Can the search show similar results when people have typos?
This would require a massive library of typos, or calling third party services to retrieve typos and search for each typo. Neither would be particularly performant or cover the majority of cases.
SearchWP has a fuzzy search feature but almost nobody uses SearchWP because it kills website performance and bloats the database (often being larger than all of WordPress combined).
Can you explain what genesis is?
Genesis is a framework.
Frameworks are basically 1/2 of a theme. For all intents and purposes let's say they require a child theme which is the other 1/2 of a theme.
That's why you need 2 themes installed (the framework and child theme) but only the child theme active.
The theory when they became popular was that it allowed each company to specialize in it's area of expertise - design and development are two totally separate skillsets that often contradict.
So now you have 2 companies with two skillsets and little overlap that break things for each other.
It's like having 2 drivers with different objects trying to control a car.
The industry has moved away from frameworks as a failed experiment. It's no longer seen as responsible to offload 50% of your work to a third party that isn't 100% aligned with you. That's why no good custom theme developer is using a framework anymore.
The reason we still have Genesis is because they stopped updating it, which means they stopped breaking it, which means it's stable. The fact that it doesn't get updates is a good thing, not a bad thing. Framework updates are liabilities.

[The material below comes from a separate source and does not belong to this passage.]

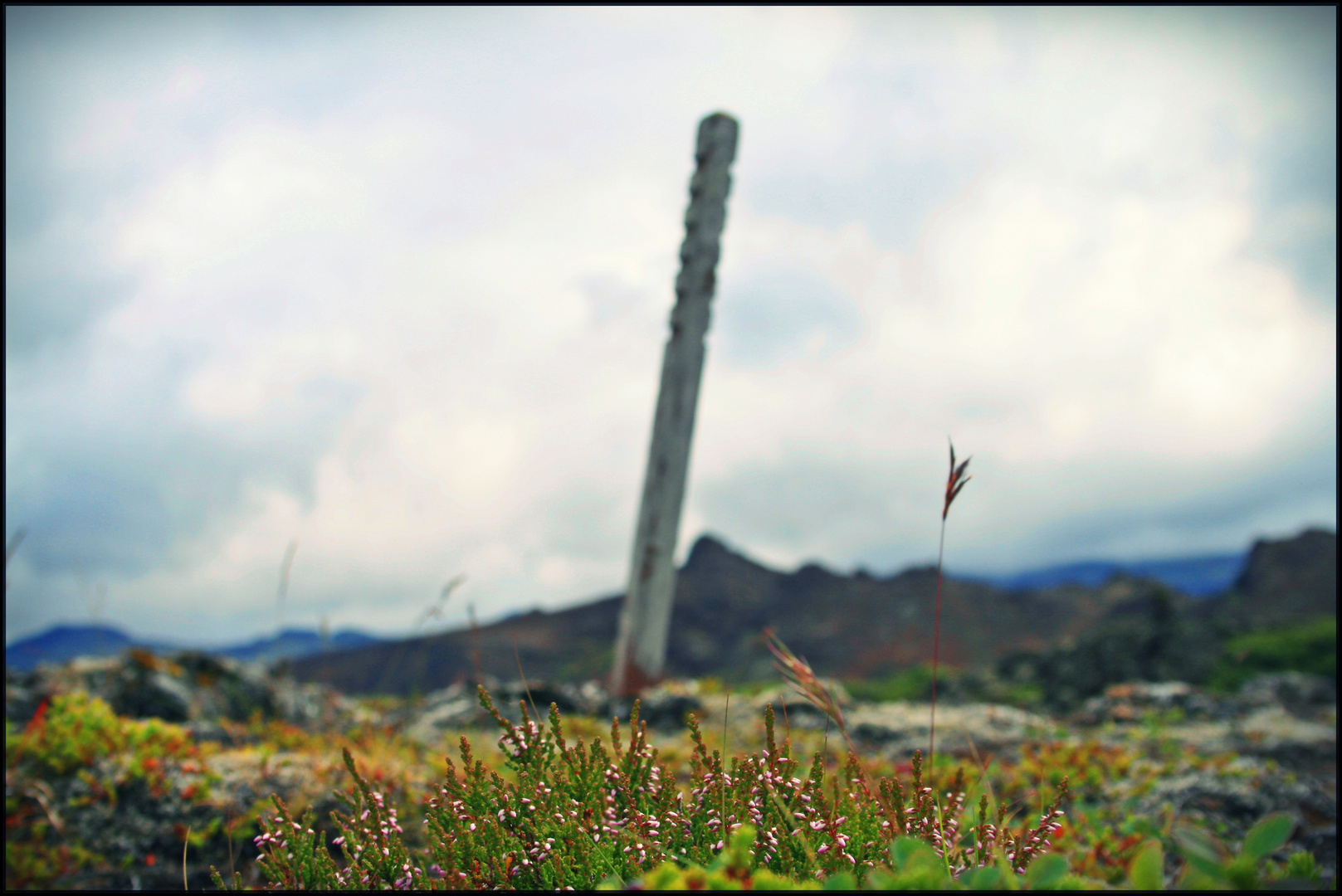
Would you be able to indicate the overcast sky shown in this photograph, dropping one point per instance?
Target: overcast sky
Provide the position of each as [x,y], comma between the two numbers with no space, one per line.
[395,283]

Any functionality that at one point would have been released through Genesis is now something that we do directly through Feast. It's just one hand on the wheel, which is safer for our users.
Looking at the bigger picture, frameworks and themes and plugins are just an erratic combination of functions, which makes them impossible to compare as a whole. You have to break down individual features and implementations if looking at themes and frameworks and plugins, which is nearly impossible.
The Feast Plugin is a collection of features that are optimized and geared towards food blogs.
Best way to add videos to posts
In the recipe card so that the schema gets transmitted to Google.
AdThrive and Mediavine have their own video solutions that enable monetizing and integration with WPRM so you'll want to ask the ad network you're on.
Common mistakes you see food bloggers make
The same issue that any business/entrepenour makes: focusing on non-revenue generating activities
If you own a business, the only thing you should be working on is sales.
For food blogs, you're selling ads on a content/recipe so you should be exclusively focused on getting eyeballs on your recipes. Not hosting/design/tech/etc - that should be outsourced.
Thoughts on the future of food blogging and how to future-proof our sites?
Diversify your income.
- sponsored content
- photography services in your city
- private chef services in your city
- meal plans
- start a food brand
- monetize social (eg. YouTube)
- connect with other bloggers through masterminds
Any Feast/Feast+ features we can use to engage better with our readers?
The group blocks with icons help to break up the content and make it more engaging.
In terms of having them reach out or comment or subscribe, that's something best left to third party solutions that specialize in this. Both Raptive and Mediavine are working hard on this and they're likely the best ones to follow for now.
Remember: the only thing you truly own besides your website is your email list.
Do you think AI chatbots are good to have on food blogs?
Not personally, no.
I hate chatbots and have literally never once in my life used one that was useful. Would you want to engage with a chatbot on the Feast website?
I don't see them on any large sites either.
There's also a liability concern - if someone says they have a family member allergic to nuts or something and it recommends a recipe that contains those allergens, you're responsible.
Air Canada got burned by this recently.
My recommendation is to just survey your audience - ask them if they want a chatbot.